By Daniel Hunter

Almost one in three businesses are not ready for the biggest change to payroll since PAYE was introduced in 1944, according to a poll by accountancy and business advisory firm Moore and Smalley.

The online survey revealed that 30 per cent of businesses that took part in the survey were unprepared for Real Time Information (RTI) reporting that came into force on April 6.

RTI is a radical change in the way employers report pay, tax and national insurance contributions (NICs) to HM Revenue and Customs (HMRC). Until now this has been an annual task carried out around May, at the end of the tax year.

However, from this month, most employers must report these details every pay day — or face stiff penalties expected to start at £100.

Margaret Merrifield, payroll services manager at Moore and Smalley, believes the results of the poll reflect a disturbing level of complacency about complying with HMRC rules among some of the region’s businesses.

“RTI reporting is here to stay and requires substantial management resources to implement and maintain. There is no escape clause or hiding place for employers who fail to comply," she said.

“Late-filing penalties for RTI will apply to each PAYE scheme, with the size of the penalty based on the number of employees in the scheme. This means different-sized penalties will apply to micro, small, medium and large employers.”

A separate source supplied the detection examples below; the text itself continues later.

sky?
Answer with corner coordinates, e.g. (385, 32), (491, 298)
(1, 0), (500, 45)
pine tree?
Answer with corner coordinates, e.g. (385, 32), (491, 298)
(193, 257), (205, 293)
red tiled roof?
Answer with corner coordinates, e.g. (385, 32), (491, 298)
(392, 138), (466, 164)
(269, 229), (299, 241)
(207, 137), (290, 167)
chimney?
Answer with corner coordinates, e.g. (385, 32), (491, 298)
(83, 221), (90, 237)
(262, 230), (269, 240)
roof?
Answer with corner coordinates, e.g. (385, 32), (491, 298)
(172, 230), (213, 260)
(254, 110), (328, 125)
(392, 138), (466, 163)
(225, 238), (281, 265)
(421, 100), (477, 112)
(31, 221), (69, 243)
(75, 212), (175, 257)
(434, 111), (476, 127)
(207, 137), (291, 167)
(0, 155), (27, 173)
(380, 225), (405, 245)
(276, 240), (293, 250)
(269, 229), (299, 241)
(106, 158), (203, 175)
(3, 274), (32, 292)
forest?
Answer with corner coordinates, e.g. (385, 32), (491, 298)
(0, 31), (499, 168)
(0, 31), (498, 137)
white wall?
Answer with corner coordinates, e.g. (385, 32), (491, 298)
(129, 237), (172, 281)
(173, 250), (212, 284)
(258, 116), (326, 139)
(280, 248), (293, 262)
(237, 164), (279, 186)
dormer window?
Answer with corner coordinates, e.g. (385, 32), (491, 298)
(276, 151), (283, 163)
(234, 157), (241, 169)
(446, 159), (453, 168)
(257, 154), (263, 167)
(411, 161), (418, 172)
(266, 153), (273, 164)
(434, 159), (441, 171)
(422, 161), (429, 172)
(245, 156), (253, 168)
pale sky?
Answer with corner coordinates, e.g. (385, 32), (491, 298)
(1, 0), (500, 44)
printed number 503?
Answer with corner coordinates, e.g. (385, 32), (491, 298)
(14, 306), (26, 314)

HMRC is prepared to be lenient during the introduction of RTI, but Margaret warns that businesses should not take this for granted.

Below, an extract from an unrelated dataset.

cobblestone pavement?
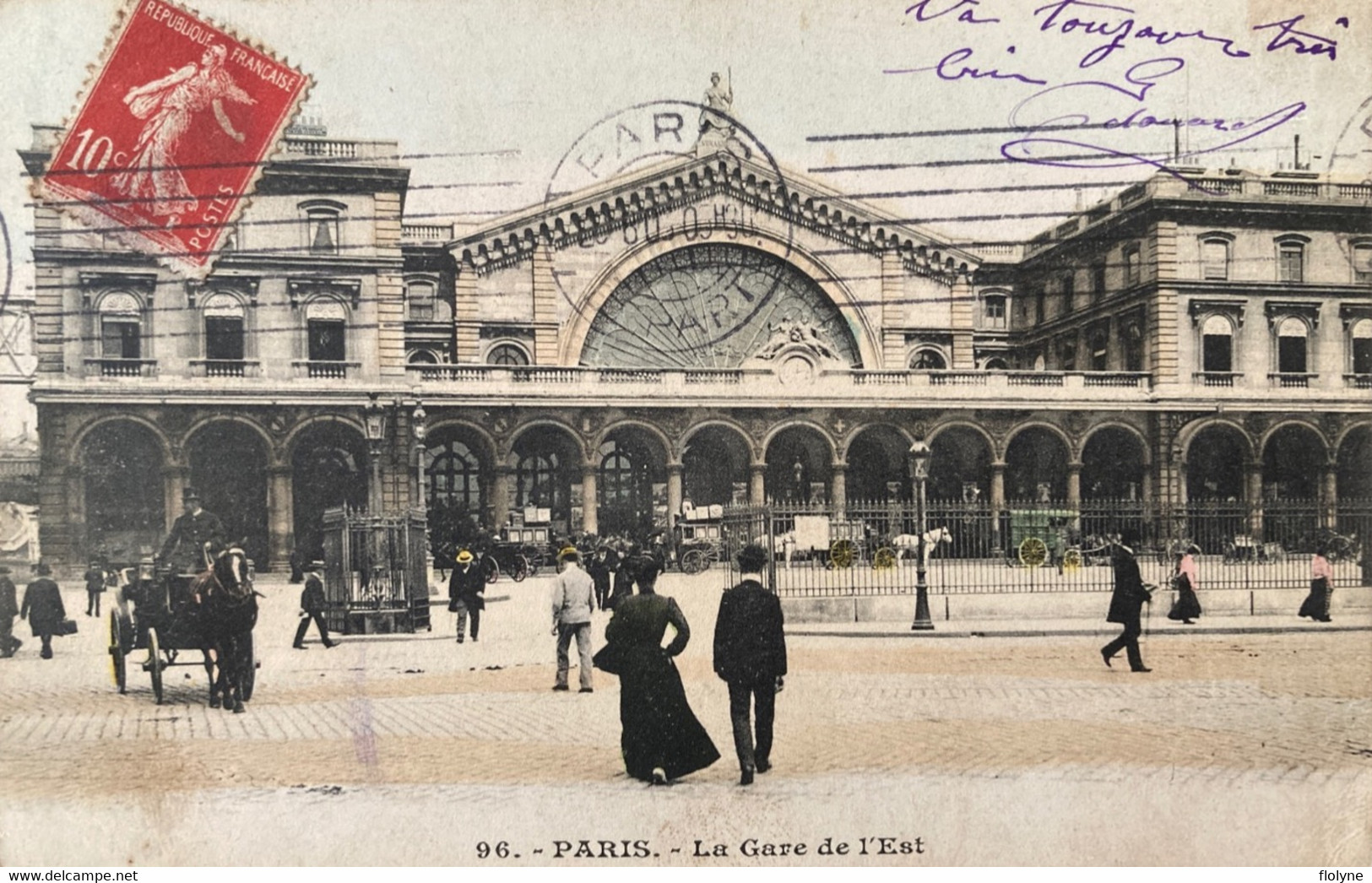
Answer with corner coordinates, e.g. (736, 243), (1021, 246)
(0, 576), (1372, 867)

“Businesses will be allowed one unpenalised default each year, but will be charged a penalty for all subsequent defaults. Penalties will be charged quarterly, and subject to the usual reasonable excuse and appeal provisions," she explained.

Employers must also ensure the data they submit is accurate, otherwise employees could end up not receiving the correct amount of Universal Credit, or attracting unwelcome attention from HMRC regarding personal data issues, tax deductions and benefit issues.

“RTI will enable HMRC to see how much PAYE it is owed at any given time, which may result in employers being pursued at a much earlier stage than under the old regime," Margaret added.

“Traditionally, businesses with financial issues have delayed PAYE payments to help their cash flow, but this will be more difficult when HMRC has direct visibility of the debt. As a result, some businesses may be pushed into insolvency.”